À mesure que les produits de Braun quittent le domaine de l’électromécanique pour entrer dans celui de l’électronique, les propositions de Dieter Rams sont de moins en moins convaincantes. Rams n’est pas seulement un formidable organisateur de l’information dans l’espace, un talent qui trouve sa plus belle expression dans le programme d’étagères 606 toujours commercialisé par Vitsœ. C’est un créateur d’expériences sensibles — le clic du bouton de lecture d’une platine vinyle, la couleur de l’aiguille d’un réveil qui répond à celle du bouton de l’alarme, la vague de son qui monte d’un hautparleur négligemment posé à même le sol, le ferme moelleux d’un accoudoir, le jeu d’ombres et de lumières qui définissent une courbe, le poids d’un rasoir et l’équilibre d’un sèche-cheveu dans la main.

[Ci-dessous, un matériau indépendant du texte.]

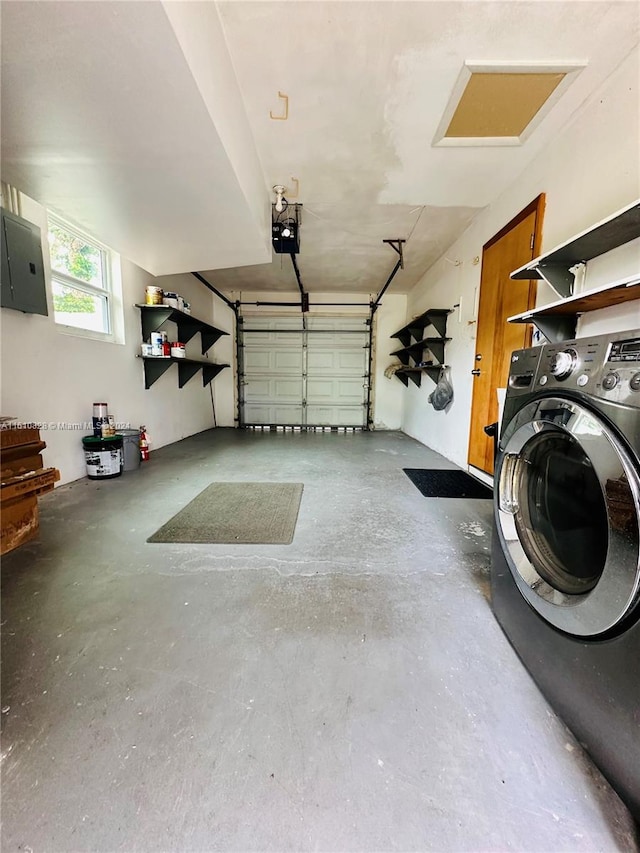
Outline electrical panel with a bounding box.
[0,208,49,316]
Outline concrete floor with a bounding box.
[2,430,637,853]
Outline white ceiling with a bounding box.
[1,0,638,294]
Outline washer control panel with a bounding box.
[532,330,640,408]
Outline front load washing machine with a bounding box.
[491,329,640,819]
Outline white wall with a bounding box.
[403,45,640,467]
[0,196,233,484]
[231,290,407,429]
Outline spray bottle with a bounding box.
[140,425,149,462]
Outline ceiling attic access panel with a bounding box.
[433,60,584,147]
[240,315,369,429]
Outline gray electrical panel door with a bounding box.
[0,210,49,316]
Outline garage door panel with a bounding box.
[307,406,365,426]
[244,376,302,405]
[244,403,303,426]
[243,317,369,427]
[307,349,367,376]
[307,379,363,405]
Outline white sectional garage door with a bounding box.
[242,316,369,428]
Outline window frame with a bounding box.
[47,211,119,343]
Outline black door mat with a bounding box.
[402,468,493,501]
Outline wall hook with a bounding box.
[269,92,289,121]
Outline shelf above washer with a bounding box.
[508,275,640,342]
[511,201,640,297]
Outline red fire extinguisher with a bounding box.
[140,426,149,462]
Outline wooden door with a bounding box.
[469,194,544,474]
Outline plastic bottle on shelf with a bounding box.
[140,425,149,462]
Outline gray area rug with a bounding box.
[147,483,303,545]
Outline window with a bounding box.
[49,214,114,340]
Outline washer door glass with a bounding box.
[515,432,609,594]
[496,398,640,636]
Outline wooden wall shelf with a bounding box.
[391,308,452,387]
[136,304,229,390]
[509,275,640,342]
[511,201,640,297]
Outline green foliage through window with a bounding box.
[49,223,102,287]
[53,290,96,314]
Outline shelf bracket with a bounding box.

Que reste-t-il de ces expériences lorsque les boutons ne cliquent plus, que les aiguilles disparaissent, que le métal et le bois laissent place au plastique ? Comment le designer peut-il être pleinement responsable de produits fabriqués à l’autre bout du monde, avec des pièces conçues par des fournisseurs qui n’ont d’autre passion que l’économie, et dont les spécifications peuvent changer à la dernière minute pour répondre aux besoins des machines-outils qui façonnent le monde à leur image ?

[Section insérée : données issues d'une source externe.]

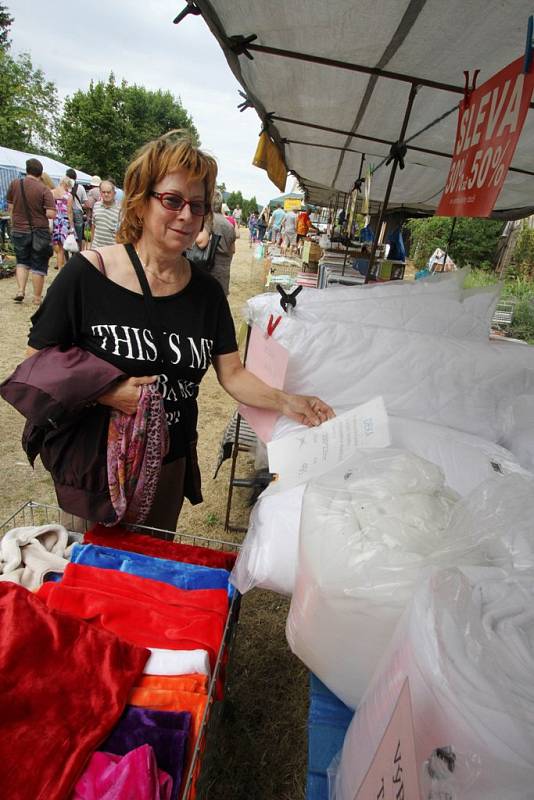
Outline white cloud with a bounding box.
[7,0,279,202]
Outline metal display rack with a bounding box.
[0,500,241,800]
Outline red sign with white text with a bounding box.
[436,57,534,217]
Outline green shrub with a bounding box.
[510,294,534,344]
[406,217,503,270]
[507,226,534,278]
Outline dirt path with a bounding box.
[0,238,307,800]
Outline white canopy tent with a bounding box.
[186,0,534,218]
[0,147,91,184]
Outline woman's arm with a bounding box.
[26,345,158,414]
[213,352,335,427]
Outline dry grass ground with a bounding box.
[0,238,307,800]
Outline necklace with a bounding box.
[135,250,186,286]
[141,262,182,286]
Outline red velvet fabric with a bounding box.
[37,564,228,668]
[84,525,237,572]
[0,583,149,800]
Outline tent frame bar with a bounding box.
[269,114,534,176]
[365,84,419,283]
[246,41,534,108]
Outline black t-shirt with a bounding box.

Les dernières pages sont d’une tristesse absolue : les prix laissent place aux mentions « not released for sale », le savoir-faire industriel et technologique quitte l’Allemagne, l’efficacité vantée par Gillette prend le pas sur les convictions de Braun. L’ouvrage de Klaus Klemp peut aussi se lire comme la chronique d’un échec. Braun n’est plus qu’une coquille vide qui loue sa marque au plus offrant, d’autres dominent le monde en appliquant les principes de Rams mieux que Rams lui-même. Gutes Design ist gutes Geschäft, il faut croire.